The US consumer price index is hotter than expected as the US Bureau of Labor Statistics announced on Tuesday that the annual inflation rate in the US as indicated by the consumer price index fell to 3.1% in January from 3.4% in December. However, this figure exceeded market expectations, which had expected a decline to 2.9%. In addition, the core consumer price index, which omits volatile costs of food and energy, rose by 3.9% over the same time frame, which is equivalent to The increase seen in December and exceeds analysts’ expectations of 3.7%.
January saw a higher-than-expected rise in inflation, largely due to continued high shelter costs affecting consumers, according to a report released by the Labor Department on Tuesday. The Bureau of Labor Statistics noted that the consumer price index, which measures a wide range of prices for goods and services paid by consumers across the economy, rose 0.3% during the month.
Excluding more volatile food and energy prices, the core CPI rose 0.4% in January, an increase from the previous year. This acceleration exceeded the projected rates for this month.
These data are released at a critical time for the Federal Reserve as it aims to find the right balance of monetary policy in 2024. Although financial markets are pushing for deep interest rate cuts, Fed officials have adopted a more cautious tone in their statements, suggesting the importance of being guided by actual economic data rather than pre-expectation.
Bitcoin Declines on US Consumer Price Index
The leading cryptocurrency saw a rapid decline from the $50,000 threshold to $48,547 with the release of the US Consumer Price Index. Despite the decline in prices after the last-minute joint data, Bitcoin continues to remain at the $48,00 level. Long overhead wicks in 15-minute candles indicate that profit-taking operations may continue to push the negative for a while.

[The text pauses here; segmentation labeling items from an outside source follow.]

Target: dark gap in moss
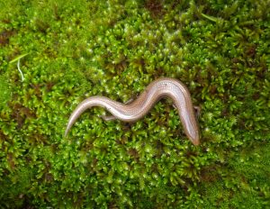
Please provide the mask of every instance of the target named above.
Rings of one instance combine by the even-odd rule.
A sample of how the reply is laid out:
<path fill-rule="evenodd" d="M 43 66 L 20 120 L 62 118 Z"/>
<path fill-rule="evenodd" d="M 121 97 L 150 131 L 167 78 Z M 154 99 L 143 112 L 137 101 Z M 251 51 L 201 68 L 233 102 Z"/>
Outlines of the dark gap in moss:
<path fill-rule="evenodd" d="M 12 36 L 15 35 L 17 33 L 17 31 L 13 30 L 4 30 L 0 32 L 0 46 L 5 46 L 9 44 L 9 40 Z"/>

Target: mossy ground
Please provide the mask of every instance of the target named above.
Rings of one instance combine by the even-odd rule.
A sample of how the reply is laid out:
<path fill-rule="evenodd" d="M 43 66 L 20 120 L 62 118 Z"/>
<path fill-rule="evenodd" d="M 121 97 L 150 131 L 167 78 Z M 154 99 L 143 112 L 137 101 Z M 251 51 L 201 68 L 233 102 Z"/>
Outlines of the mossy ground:
<path fill-rule="evenodd" d="M 270 3 L 171 2 L 0 1 L 2 207 L 270 208 Z M 63 138 L 83 99 L 159 77 L 202 107 L 199 147 L 166 100 Z"/>

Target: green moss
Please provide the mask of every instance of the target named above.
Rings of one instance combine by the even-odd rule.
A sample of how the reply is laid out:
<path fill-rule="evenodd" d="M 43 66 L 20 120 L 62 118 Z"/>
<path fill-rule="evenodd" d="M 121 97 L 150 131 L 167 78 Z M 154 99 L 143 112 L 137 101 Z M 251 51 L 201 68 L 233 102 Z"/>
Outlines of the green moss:
<path fill-rule="evenodd" d="M 0 202 L 5 207 L 269 207 L 267 1 L 2 1 Z M 22 82 L 17 66 L 21 55 Z M 133 124 L 93 108 L 159 77 L 189 87 L 202 144 L 162 100 Z M 261 163 L 263 162 L 263 163 Z"/>

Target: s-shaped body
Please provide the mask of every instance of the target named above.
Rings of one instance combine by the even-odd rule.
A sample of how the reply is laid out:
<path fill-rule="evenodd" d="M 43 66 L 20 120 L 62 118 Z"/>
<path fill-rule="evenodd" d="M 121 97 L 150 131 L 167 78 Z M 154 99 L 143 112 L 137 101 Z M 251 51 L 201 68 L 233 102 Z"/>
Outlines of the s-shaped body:
<path fill-rule="evenodd" d="M 182 82 L 169 77 L 158 78 L 150 83 L 145 91 L 130 104 L 122 104 L 99 95 L 84 100 L 70 115 L 65 136 L 81 114 L 93 106 L 106 108 L 113 115 L 112 118 L 124 122 L 136 122 L 146 115 L 152 106 L 163 97 L 169 97 L 173 100 L 185 134 L 194 145 L 199 145 L 199 128 L 190 93 Z"/>

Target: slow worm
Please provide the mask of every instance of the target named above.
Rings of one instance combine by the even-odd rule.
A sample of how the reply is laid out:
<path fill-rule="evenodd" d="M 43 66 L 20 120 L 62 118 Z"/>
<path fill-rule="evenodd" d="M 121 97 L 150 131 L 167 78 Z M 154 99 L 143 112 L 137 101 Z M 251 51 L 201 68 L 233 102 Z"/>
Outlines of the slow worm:
<path fill-rule="evenodd" d="M 136 122 L 147 114 L 151 107 L 163 97 L 169 97 L 173 100 L 185 134 L 194 145 L 199 145 L 199 128 L 190 93 L 182 82 L 169 77 L 153 81 L 135 101 L 130 104 L 122 104 L 99 95 L 84 100 L 70 115 L 65 136 L 68 135 L 68 131 L 81 114 L 93 106 L 104 107 L 112 114 L 104 117 L 105 120 L 120 119 L 124 122 Z"/>

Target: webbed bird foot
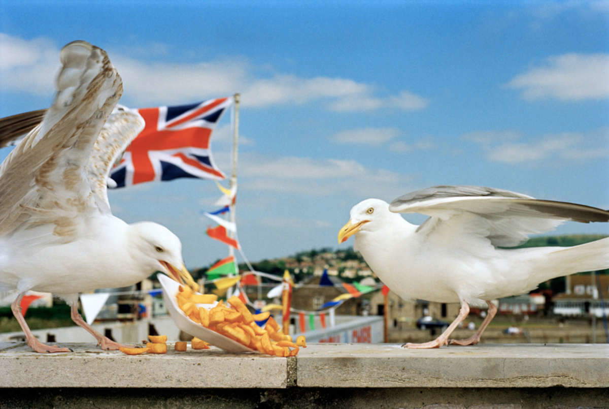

Cryptocurrencies are seen as riskier assets, and in times of economic uncertainty or inflation concerns, investors may shift their portfolios towards safer assets, such as bonds or gold.
Inflation data showed a decline compared to December’s figures, but came in again above expectations. The primary motivation for investors in risk markets is related to the continuation of this decline at a similar pace. However, data supporting ongoing concerns about inflation suggests that low inflation may stalls in the coming months, which could force the Fed to postpone interest rate cuts.
But the current view suggests that the decline may continue. This week we will see statements from Fed members. Tomorrow Golsbee of the Federal Reserve will speak, followed by Barr and Bostik.
The approach of Fed members towards inflation over the next 24 hours will be crucial to the market’s performance this week. The rise of altcoins has slowed with Bitcoin sales, and daily gains exceeding 5% are approaching neutral territory.
If deflation continues, adult targets will remain in place. However, in a scenario where investors focused on inflation data begin to dominate, we could see a new rally supported by ETF entries. Investors should be prepared for liquidity hunting movements in futures trading by setting their stops well.